Most upvoted comments

active?

Yes, I think your explanation checks out when no extra steps are taken to diversify the augmentations, in general. In Lightning, if you use seed_everything(workers=True), we take care of this by seeding every dataloader worker differently, across all ranks (across multi-node too), and this will then lead to diversified augmentations, provided that they are applied in the dataset/worker and num_workers > 0. In other words, the seed in each worker is different but deterministically related to the main seed. The default is seed_everything(workers=False) however, so this needs to be turned on by the user explicitly.

I don’t recommend setting a different seed per rank though unless the user knows what they are doing and what implications this has (under Lightning and/or PyTorch). This is difficult to reason about and difficult to debug.
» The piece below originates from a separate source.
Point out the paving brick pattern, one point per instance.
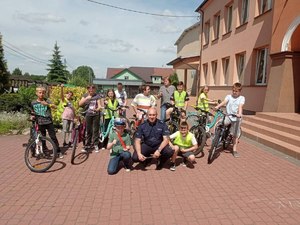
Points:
(257, 188)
I strongly recommend to let the distributed sampler fully handle the shuffling to avoid duplicated or missing samples across the ranks.

Two other thoughts regarding the discussion on the thread here:

  1. Note that if you go from 1 to 2 GPUs while keeping the effective batch size the same (and the seed), you can’t expect the results to be exactly the same numerically because the order in which the samples get batched and hence used to update the model weights will be different. When we talk about achieving “same results” we mean stochastically, after convergence. I hope this makes sense. I wasn’t sure maybe this was already mentioned.
  2. Consider turning on sync-batch norm, if it applies to your network. If there are other terms in your network or loss function that take batch statistics into account, one has to account for that when switching to ddp.

I think one issue with DDP having the same seed across different processes for each GPU is that there is a lower diversity of randomness compared to DP.

For example, say that your batch size is 2 and the number of GPUs is two and you’re randomly rotating images by a random angle. Then using DP, pytorch will rotate each of the two images with a different angle. However, if you’re using DDP, each GPU will get one sample and each image will be rotated the same way across GPUs because each process gets the same seed. This doesn’t just apply to rotations; it applies to all operations that have some sort of randomness (like dropout).

The more GPUs you use while keeping the effective batch size the same, the lower the diversity of randomness. This lower diversity in randomness can lead to poorer results, which may explain the difference between DDP and DP even when the effective batch size is the same.

The solution to this seems to be just set different seeds for each GPU process and this is no longer an issue. However, one big issue to this solution is that this will make batch loading inconsistent. For example, if each GPU process has the same seed, then each batch loader of each GPU will load indices [5, 9, 4, 7]. And then the DistributedSampler from pytorch will subselect that batch based on the GPU rank (so GPU 0 will get [5, 4] and GPU 1 will get [9, 7]). If you set a different seed for each GPU process, then each GPU will load in a different set of indices. So for example, GPU process 0 will load in [3, 8, 9, 6] and GPU process 1 will load in [5, 3, 4, 8].

@awaelchli Does this look right?

Hey @SeanNaren,

Any progress there ?

After speaking to @awaelchli @tchaton we should introduce some form of correctness test between 2 GPUs vs 1 GPU for model loss/convergence.

This may also allow us to easily test correctness for our training system, and showcase any changes needed to maintain parity.

Hey, if there is batch norm hidden in there somewhere or any other operation that takes batch statistics into account for backprop, this could explain it.

@tchaton I was using 32-bit precision [Edit: not 16] all the time. I don’t have a clear idea what caused the problem. After fixing the Torchvision version, I don’t see the problem anymore. I’m using Torchvision for performing non-maximum suppression before scoring, so it could be related to that. Sorry that I cannot help more.

ah okey, yes please let me know and feel free to reopen the issue.

You may get some inspiration from the discussion #3706.